The sudden or phased withdrawal of U.S. forces from Iraq at this time would be extremely detrimental to the national security of our country and our allies. There. I can't make it any clearer than that.
Forget about what Bush said or didn't say. What Rumsfeld did or didn't do. What the Iraqi people believe or don't believe. What the American people think that they want or don't want. Whether the Democrats or Republicans won the election. Forget about the past (there is too much talk about what happened before). What are we going to do right now?
The facts are clear: most Americans haven't a clue about what is going on in the Iraq, much less the Middle East. All they know is that the situation is very unpleasant and that they would rather that it end sooner rather than later. Look at all the casualties, I hear them say, and the money this is costing and shouldn't we be using our resources to hunt down Osama?
Right now, Iraq is the central battle in the global war on terrorism. Osama said it so it must be true. Osama noticed that when some marines were killed in Beirut that President Reagan soon after pulled them all out. Osama noticed that when some rangers were killed in Mogadishu that President Clinton pulled them all out. Soon afterwards when a shipload of marines approached Port au Prince a crowd of Haitians formed to protest and the ship turned around. Osama noticed that, too.
Regardless of why we got into Iraq, or the mistakes that we made after we got there, the Osama's of this world are watching to see what we are going to do now. Based on past experience, they think that we aren't tough enough. They think that we are soft, and that we don't have the political will to defeat their fanaticism. They think that, ultimately, we will wilt before the intensity of their belief.

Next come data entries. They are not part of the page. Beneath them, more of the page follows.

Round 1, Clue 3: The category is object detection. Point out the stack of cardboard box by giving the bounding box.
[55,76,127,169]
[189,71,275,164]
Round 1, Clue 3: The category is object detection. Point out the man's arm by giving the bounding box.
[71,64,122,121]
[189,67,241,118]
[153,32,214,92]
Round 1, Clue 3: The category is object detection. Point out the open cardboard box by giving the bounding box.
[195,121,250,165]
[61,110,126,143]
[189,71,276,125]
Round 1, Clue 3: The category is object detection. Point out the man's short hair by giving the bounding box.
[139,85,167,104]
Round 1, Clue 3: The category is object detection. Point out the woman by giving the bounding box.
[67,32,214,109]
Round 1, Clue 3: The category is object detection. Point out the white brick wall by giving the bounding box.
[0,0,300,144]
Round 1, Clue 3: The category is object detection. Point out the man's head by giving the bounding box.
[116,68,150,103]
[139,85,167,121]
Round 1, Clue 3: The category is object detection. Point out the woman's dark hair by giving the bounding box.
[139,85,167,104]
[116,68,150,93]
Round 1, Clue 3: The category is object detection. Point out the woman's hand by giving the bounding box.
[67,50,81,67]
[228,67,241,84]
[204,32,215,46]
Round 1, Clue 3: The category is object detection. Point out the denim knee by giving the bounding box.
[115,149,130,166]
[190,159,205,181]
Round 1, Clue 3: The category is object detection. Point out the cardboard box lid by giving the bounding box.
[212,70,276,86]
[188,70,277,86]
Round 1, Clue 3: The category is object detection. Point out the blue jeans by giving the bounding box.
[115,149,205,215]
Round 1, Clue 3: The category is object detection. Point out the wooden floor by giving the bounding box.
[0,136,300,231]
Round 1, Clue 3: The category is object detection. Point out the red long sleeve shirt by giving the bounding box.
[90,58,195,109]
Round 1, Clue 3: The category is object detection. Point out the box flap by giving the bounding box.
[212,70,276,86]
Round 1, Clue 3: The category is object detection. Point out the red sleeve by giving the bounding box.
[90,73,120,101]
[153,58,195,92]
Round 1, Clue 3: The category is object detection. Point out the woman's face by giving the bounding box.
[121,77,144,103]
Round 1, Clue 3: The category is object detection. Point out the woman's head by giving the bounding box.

There is ample precedent in history for our current situation. On December 16, 1944 Adolph Hitler launched a surprise attack against a weak portion of the Allied line in the Ardenne forest of Belgium. Hitler thought that the advancing democracies to his West were fundamentally weak and that his surprise attack would convince them to sue for peace. The resulting Battle of the Bulge caused over 60,000 U.S. casualties alone, but the soft and coddled American Army defeated the fascist attackers.
When I hear people wonder how we can fight such an unpopular war with the country divided I remember reading the Memoirs of U.S. Grant. As Grant struggled to find a way to envelop Vicksburg he was very aware of the newspaper editors in the north who were continually denouncing his incompetency and calling for his head. When Grant took command of the Army of the Potomac and locked horns with Bobby Lee he had to suffer an order from the War Department asking for troops to suppress New Yorkers rioting against the draft.
Somehow we managed to win both those wars. And we will manage to win this one. We can't afford not to.